Across the nation wildfires have killed 13 firefighters and civilians, but there are countless first responders who were close to losing their lives while saving others. Some of those law enforcement officers are from the Jefferson County Sheriff's Department.
Four deputies received the medal of valor which is the highest honor a living deputy can receive. They were given the medal for their actions during the Lower North Fork Fire.
Jefferson County deputies Randy Barnes, Jerry Chrachol, Jason Hertel and David Bruening got a call in the late afternoon on March 26 that they needed to help evacuate people trapped in the fire.
"As we were going towards the fire, the plume of smoke was just huge," Deputy Jason Hertel recalled.
The deputies went door-to-door to help those caught in the middle of the fire despite the thick smoke, ash and falling debris. After the evacuations were complete, the fire quickly became unbearable and the deputies had to get out fast.
"For a split second it comes into your mind, 'I'm in trouble,'" Hertel said.
Officer David Bruening radioed for help after he drove off the side of the road and hit a tree. He says the smoke was so thick he couldn't see the road.

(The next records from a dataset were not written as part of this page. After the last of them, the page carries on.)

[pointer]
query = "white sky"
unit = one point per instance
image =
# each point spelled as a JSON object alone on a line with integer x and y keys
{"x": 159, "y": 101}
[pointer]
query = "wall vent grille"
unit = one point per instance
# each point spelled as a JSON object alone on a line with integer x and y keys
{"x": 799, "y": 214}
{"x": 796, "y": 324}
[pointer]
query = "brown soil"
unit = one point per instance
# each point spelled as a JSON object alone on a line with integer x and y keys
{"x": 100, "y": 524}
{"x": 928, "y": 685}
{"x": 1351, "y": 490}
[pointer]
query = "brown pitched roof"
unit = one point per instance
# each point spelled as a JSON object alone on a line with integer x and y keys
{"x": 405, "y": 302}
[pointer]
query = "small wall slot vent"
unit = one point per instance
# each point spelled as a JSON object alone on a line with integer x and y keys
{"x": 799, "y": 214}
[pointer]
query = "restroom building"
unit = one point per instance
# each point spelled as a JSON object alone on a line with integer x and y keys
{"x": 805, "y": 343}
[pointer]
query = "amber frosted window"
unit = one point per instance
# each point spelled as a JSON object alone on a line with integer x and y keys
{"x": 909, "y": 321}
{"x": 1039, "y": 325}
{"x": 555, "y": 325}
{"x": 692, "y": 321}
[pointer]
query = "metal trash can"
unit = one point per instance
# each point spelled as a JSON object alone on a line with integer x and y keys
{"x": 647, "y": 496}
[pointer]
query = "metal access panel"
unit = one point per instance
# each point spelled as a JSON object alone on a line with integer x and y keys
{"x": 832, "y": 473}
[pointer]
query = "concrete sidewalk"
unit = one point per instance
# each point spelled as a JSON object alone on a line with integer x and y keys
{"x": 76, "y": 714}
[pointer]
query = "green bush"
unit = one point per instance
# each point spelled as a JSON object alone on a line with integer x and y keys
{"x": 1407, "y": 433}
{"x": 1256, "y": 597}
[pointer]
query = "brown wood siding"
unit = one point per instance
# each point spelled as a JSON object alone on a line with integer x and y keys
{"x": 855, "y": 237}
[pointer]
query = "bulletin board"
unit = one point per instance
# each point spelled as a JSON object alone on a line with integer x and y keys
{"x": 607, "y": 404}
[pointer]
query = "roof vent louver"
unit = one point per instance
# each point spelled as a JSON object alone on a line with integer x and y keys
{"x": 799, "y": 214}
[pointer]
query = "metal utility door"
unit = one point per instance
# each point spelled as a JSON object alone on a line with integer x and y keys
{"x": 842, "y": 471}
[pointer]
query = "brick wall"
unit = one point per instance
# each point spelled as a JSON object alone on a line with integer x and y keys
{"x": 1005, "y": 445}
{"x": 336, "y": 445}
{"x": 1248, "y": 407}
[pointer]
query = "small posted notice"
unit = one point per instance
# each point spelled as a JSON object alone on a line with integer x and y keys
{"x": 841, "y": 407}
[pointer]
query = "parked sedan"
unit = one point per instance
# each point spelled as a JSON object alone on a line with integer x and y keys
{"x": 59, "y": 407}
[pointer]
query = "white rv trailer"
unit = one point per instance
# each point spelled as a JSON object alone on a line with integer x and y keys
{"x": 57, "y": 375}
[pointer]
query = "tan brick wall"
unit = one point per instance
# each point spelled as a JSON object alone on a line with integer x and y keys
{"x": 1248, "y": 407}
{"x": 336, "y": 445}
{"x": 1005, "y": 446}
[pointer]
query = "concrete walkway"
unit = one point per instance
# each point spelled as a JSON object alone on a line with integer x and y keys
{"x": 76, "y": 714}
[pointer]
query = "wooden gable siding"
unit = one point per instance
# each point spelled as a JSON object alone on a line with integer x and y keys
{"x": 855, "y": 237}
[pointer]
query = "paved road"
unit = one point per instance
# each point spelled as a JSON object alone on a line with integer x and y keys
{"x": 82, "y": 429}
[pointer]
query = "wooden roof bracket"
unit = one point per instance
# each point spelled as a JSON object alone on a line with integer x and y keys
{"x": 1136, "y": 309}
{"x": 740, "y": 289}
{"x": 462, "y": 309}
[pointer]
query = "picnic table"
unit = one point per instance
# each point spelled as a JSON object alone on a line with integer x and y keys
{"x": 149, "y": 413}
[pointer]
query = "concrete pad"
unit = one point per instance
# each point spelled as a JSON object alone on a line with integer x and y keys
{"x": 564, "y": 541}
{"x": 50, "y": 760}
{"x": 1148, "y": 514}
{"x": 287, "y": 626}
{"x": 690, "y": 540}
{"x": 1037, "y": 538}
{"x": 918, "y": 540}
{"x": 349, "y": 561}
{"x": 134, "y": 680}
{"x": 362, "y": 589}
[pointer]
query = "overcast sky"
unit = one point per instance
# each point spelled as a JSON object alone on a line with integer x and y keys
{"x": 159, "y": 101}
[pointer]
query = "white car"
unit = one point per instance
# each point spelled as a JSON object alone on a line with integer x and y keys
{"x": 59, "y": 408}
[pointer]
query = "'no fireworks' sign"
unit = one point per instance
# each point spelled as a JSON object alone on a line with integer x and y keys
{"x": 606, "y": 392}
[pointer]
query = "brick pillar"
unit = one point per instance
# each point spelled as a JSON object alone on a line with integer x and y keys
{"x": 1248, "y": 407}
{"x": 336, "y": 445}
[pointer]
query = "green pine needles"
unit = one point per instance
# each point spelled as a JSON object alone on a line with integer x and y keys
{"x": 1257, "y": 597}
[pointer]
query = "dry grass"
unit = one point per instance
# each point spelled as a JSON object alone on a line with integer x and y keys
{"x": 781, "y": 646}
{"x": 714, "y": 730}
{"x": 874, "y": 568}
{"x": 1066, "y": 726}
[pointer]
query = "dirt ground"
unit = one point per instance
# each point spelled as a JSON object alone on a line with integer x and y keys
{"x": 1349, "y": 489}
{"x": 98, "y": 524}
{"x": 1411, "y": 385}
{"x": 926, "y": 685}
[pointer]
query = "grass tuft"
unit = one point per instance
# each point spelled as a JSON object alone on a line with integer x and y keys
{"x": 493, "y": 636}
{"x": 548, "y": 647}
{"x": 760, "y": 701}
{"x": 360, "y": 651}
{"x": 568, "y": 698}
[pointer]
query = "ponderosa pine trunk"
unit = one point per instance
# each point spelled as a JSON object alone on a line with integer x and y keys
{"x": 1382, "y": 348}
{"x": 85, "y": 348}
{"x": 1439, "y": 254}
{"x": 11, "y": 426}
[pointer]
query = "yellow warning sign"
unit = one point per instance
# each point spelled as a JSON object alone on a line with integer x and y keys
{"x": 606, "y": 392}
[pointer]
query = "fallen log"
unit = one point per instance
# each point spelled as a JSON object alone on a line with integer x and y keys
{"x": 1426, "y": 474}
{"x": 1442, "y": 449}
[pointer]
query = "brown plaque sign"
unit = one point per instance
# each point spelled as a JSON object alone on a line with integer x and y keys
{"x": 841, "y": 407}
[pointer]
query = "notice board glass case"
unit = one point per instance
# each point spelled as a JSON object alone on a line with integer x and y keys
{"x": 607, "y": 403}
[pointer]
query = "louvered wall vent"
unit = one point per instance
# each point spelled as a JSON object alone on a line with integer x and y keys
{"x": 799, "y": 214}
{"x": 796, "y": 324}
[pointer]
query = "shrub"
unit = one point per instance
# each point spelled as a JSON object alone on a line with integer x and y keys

"Deputy Bruening got high centered on rocks and Deputy Chrachol saved him," Deputy Randy Barnes said.
There were several tense moments for the deputies who knowingly went into the plume of smoke; knowing they might not make it out alive. But, they managed to make it out without injury and make it to the day where they could be honored for doing what so often can be a thankless job.
"It's a nice feeling to get back from the community," Deputy Hertel said.
Fifteen deputies were honored for various heroic acts. The Jefferson County Sheriff's Department says they hold award ceremonies for their deputies twice a year.